Die Geschichte Der 23 Infanterie Division Apr 2026

Die Division wurde am in Potsdam (Wehrkreis III) aufgestellt. Als Garnisonsstadt der preußischen Könige prägte Potsdam den Geist der Einheit maßgeblich. Dies spiegelte sich auch in ihrem Truppenkennzeichen wider: Ab November 1942 trug die Division das Monogramm Friedrichs des Großen ("Fridericus Rex").
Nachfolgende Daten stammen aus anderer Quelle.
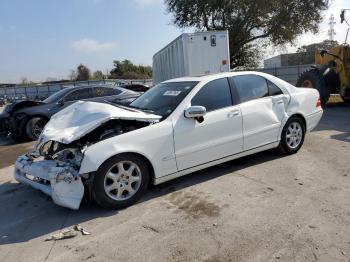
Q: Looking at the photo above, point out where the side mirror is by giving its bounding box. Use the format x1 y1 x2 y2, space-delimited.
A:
185 106 207 123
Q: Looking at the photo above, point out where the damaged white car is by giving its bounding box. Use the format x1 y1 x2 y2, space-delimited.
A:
14 72 323 209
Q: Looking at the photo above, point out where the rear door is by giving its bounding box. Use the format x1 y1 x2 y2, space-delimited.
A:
230 74 288 150
173 78 243 171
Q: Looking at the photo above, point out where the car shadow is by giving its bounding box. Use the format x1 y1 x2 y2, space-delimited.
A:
0 150 282 245
0 137 35 169
313 106 350 142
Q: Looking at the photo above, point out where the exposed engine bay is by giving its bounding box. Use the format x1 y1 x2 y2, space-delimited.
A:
14 102 160 209
34 119 150 165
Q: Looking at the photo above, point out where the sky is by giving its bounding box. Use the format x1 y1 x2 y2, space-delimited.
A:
0 0 350 83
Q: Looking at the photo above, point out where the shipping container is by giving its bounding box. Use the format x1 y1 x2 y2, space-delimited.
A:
152 31 230 84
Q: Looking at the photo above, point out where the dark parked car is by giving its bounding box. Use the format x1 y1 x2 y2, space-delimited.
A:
0 85 141 140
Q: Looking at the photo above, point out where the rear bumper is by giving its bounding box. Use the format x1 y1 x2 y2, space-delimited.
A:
305 109 323 132
14 155 84 209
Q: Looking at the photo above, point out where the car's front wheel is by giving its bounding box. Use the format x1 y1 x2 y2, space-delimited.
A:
93 154 149 209
278 116 306 154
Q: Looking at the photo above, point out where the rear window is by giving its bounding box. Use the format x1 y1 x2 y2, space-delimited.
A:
231 75 269 103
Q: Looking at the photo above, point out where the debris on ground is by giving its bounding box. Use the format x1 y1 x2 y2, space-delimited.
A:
45 225 91 241
73 224 91 236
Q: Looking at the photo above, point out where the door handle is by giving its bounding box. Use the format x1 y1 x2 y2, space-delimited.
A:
227 110 239 117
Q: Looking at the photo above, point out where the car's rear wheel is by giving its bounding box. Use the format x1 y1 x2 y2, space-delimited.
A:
278 116 306 154
25 116 47 140
93 154 149 209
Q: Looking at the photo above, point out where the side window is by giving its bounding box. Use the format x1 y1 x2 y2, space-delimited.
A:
231 75 269 103
94 86 122 97
64 88 91 101
266 80 283 96
191 78 232 112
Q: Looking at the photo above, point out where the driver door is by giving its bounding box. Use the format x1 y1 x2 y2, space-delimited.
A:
173 78 243 171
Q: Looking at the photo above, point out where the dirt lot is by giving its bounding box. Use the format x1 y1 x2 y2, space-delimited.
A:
0 107 350 262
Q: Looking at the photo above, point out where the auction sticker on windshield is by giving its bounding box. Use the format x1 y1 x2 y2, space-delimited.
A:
163 91 181 96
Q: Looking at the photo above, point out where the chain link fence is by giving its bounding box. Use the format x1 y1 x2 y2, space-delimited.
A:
0 79 152 99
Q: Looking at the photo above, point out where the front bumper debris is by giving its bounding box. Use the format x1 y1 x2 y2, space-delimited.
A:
14 155 84 209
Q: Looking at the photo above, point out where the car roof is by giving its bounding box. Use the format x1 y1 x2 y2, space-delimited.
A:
163 71 297 93
164 71 270 83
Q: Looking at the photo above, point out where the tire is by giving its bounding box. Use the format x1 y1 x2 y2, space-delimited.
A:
296 68 330 106
25 116 48 140
278 116 306 155
92 154 149 209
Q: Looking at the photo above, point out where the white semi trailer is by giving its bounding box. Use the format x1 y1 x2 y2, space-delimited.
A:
153 31 230 84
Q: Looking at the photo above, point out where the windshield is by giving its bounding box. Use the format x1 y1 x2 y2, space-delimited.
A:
43 87 72 104
129 82 198 117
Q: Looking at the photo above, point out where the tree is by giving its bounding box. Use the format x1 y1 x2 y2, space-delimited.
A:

Die Reste der Division zogen sich 1945 nach Ostpreußen zurück. Dort kapitulierten die letzten Einheiten im Mai 1945 gegenüber den sowjetischen Truppen. Zusammenfassung der Einheiten Zur Standardausrüstung gehörten unter anderem: Infanterie-Regimenter 9, 67 und 68 Artillerie-Regiment 23 Pionier-Bataillon 23 Die Geschichte der 23 Infanterie Division

Während des Westfeldzugs durchbrach die Division die luxemburgische Grenze und stieß durch die Ardennen bis an die Aisne vor. Nach dem Fall Frankreichs verblieb sie zunächst als Besatzungstruppe an der Kanalküste. Einsatz an der Ostfront und Umwandlung (1941–1942) Die Division wurde am in Potsdam (Wehrkreis III) aufgestellt

Besonders das zugehörige galt als elitär, da dort viele Angehörige des märkischen Adels dienten. Später erlangten einige Mitglieder dieses Regiments, wie Henning von Tresckow , Berühmtheit durch ihre Beteiligung am Widerstand gegen Hitler am 20. Juli 1944. Die frühen Feldzüge (1939–1940) Die Reste der Division zogen sich 1945 nach

Verteidigung der baltischen Inseln (Dagö und Ösel) gegen die Rote Armee.